Il Laboratorio è stato avviato nel gennaio dello scorso anno come struttura semplice afferente all’Anatomia Patologica diretta da Elisabetta Berti, oggi anche direttrice del Dipartimento dei Servizi dell’ASST di Lodi. Da lì ha preso forma il progetto di sviluppo della diagnostica molecolare somatica, disciplina che consente di analizzare DNA e RNA delle cellule tumorali per identificare le alterazioni genetiche responsabili della crescita del tumore.
Una tecnologia che apre la strada alla cosiddetta medicina di precisione: terapie mirate esclusivamente alle cellule malate, riducendo al minimo i danni ai tessuti sani.
“Ho sempre ritenuto la biologia molecolare il braccio più avanzato dell’Anatomia Patologica – spiega Elisabetta Berti –. Sin dal mio arrivo a Lodi, nel 2022, ho cercato di operare affinché questa disciplina, che rappresentava il nostro anello mancante, prendesse finalmente corpo e forma strutturale”.
Un percorso costruito passo dopo passo. “Da gennaio a luglio dello scorso anno abbiamo svolto un lavoro enorme che ha portato all’accreditamento della struttura – racconta Alberto De Giuli, biologo genetista e responsabile del Laboratorio –. Oltre al mio contributo e a quello di Maria Oggionni, oggi possiamo contare anche sul supporto del medico genetista Francesco Marco Parodo, arrivato da poche settimane dall’Ospedale pediatrico Meyer di Firenze. Con noi lavorano inoltre le tecniche sanitarie di laboratorio biomedico Maria Grazia Ricciardone e Carla Verdura”.
Tra i traguardi raggiunti c’è anche l’introduzione della metodica NGS, acronimo di Next Generation Sequencing, una tecnologia di ultima generazione che ha rivoluzionato la genomica.
“Questa tecnica ci permette di analizzare contemporaneamente più marker molecolari – sottolinea De Giuli – migliorando sensibilmente la qualità dell’indagine e riducendo drasticamente i tempi di analisi”. A supportare il lavoro quotidiano del team è stato inoltre acquisito un sequenziatore di ultima generazione, oggi parte integrante della dotazione tecnologica del laboratorio.
“La Direzione Strategica dell’ASST ha creduto molto in questo progetto – aggiunge la dottoressa Berti – investendo risorse importanti e valorizzando competenze già presenti a Lodi che, fino a quel momento, forse non avevano avuto adeguate opportunità di sviluppo”.
I numeri confermano la crescita dell’attività.

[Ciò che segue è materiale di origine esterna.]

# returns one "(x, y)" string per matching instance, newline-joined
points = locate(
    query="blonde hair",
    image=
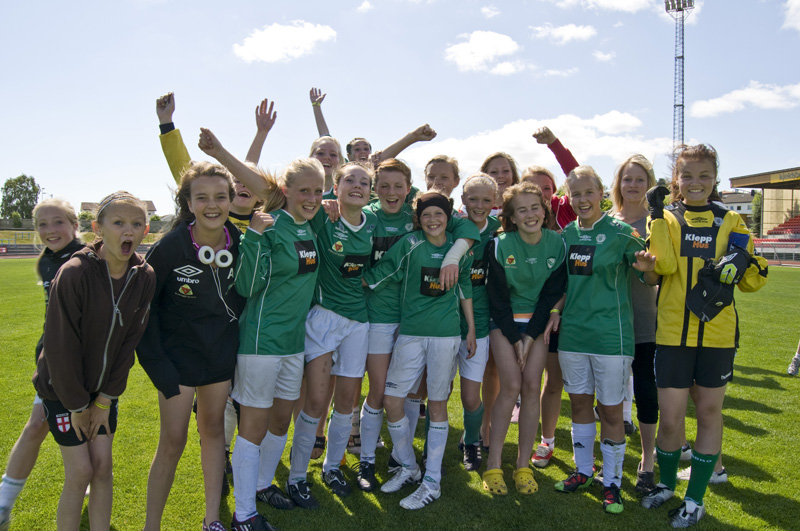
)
(642, 162)
(511, 193)
(585, 171)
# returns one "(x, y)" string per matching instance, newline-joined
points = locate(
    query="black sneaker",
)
(256, 523)
(300, 493)
(472, 457)
(274, 496)
(366, 476)
(334, 479)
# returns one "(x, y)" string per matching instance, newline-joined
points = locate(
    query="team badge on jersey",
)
(307, 261)
(580, 259)
(186, 290)
(430, 285)
(63, 423)
(352, 265)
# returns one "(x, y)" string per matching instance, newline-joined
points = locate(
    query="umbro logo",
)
(188, 271)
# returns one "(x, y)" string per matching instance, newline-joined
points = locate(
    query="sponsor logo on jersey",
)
(580, 259)
(430, 285)
(352, 265)
(63, 423)
(188, 271)
(698, 241)
(307, 259)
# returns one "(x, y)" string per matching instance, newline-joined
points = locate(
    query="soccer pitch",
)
(761, 414)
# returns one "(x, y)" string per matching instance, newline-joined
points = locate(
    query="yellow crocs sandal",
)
(493, 482)
(523, 480)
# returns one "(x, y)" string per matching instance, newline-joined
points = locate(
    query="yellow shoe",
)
(523, 480)
(493, 482)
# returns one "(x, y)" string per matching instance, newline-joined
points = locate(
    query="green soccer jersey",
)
(426, 309)
(344, 252)
(598, 316)
(277, 272)
(480, 300)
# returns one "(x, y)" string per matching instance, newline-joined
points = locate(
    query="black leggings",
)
(644, 383)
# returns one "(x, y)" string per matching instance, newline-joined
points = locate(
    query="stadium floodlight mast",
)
(679, 10)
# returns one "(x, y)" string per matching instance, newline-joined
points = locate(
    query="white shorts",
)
(604, 376)
(474, 367)
(327, 331)
(260, 379)
(412, 355)
(381, 338)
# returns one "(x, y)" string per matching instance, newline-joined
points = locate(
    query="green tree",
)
(755, 218)
(19, 195)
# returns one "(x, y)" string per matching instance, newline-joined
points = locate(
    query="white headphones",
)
(207, 255)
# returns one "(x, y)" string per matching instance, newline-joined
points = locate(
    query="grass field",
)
(761, 413)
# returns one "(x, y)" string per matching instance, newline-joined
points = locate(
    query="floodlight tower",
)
(679, 10)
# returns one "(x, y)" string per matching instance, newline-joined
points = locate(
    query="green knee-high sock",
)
(472, 425)
(668, 467)
(702, 468)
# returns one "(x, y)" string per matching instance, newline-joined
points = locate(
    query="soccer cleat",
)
(300, 493)
(657, 496)
(274, 496)
(402, 477)
(472, 457)
(421, 497)
(541, 458)
(334, 479)
(575, 481)
(794, 366)
(645, 483)
(366, 476)
(681, 517)
(612, 501)
(716, 477)
(256, 523)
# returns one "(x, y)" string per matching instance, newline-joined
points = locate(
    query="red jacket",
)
(89, 338)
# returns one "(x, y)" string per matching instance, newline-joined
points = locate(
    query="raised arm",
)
(423, 133)
(171, 141)
(564, 156)
(248, 176)
(317, 98)
(265, 119)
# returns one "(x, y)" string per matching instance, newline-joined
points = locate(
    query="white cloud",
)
(489, 11)
(627, 6)
(759, 95)
(563, 34)
(281, 43)
(602, 140)
(482, 51)
(603, 57)
(792, 9)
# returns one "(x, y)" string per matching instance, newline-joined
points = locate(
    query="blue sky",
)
(80, 82)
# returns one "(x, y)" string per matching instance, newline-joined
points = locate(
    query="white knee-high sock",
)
(371, 422)
(613, 455)
(305, 434)
(338, 433)
(583, 446)
(437, 440)
(245, 477)
(271, 452)
(402, 449)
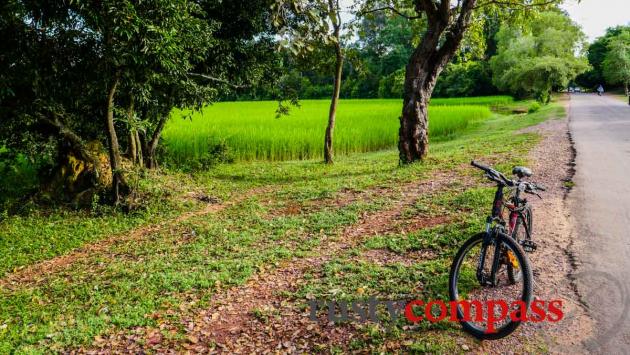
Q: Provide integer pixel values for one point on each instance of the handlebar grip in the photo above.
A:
(480, 166)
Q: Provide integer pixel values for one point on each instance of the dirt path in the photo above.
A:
(258, 317)
(553, 262)
(601, 129)
(39, 272)
(231, 323)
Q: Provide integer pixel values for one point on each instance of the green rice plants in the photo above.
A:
(251, 131)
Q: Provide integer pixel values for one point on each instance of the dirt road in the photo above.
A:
(600, 127)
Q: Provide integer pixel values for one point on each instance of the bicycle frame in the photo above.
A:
(493, 229)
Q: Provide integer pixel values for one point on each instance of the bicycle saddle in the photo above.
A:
(521, 171)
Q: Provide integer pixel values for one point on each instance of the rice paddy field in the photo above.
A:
(251, 130)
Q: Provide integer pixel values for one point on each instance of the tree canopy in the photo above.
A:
(616, 64)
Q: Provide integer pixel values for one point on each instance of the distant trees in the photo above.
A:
(597, 52)
(77, 76)
(616, 64)
(313, 32)
(445, 25)
(537, 56)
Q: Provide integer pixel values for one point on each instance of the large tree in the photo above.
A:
(446, 24)
(616, 64)
(77, 72)
(312, 31)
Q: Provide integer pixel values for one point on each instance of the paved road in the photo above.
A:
(600, 127)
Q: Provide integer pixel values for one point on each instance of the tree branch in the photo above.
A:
(219, 80)
(514, 3)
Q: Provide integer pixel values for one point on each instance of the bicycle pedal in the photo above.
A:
(529, 246)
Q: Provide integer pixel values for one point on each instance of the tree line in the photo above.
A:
(87, 86)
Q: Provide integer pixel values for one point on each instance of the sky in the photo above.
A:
(593, 15)
(596, 15)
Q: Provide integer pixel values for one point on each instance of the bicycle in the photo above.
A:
(500, 266)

Tra luglio e dicembre 2025 sono stati eseguiti 560 esami, mentre nel solo primo trimestre del 2026 se ne contano già 205. Nello stesso periodo sono stati realizzati 141 test specialistici nel 2025 e altri 41 nei primi tre mesi del 2026.
Significativi anche i dati legati alla diagnostica del papilloma virus, fondamentale per la prevenzione del tumore della cervice uterina: 788 test effettuati nel 2025 e già 300 tra gennaio e marzo di quest’anno.
Un laboratorio giovane, altamente specializzato e in continua crescita, che oggi rappresenta uno dei punti più avanzati della sanità lodigiana.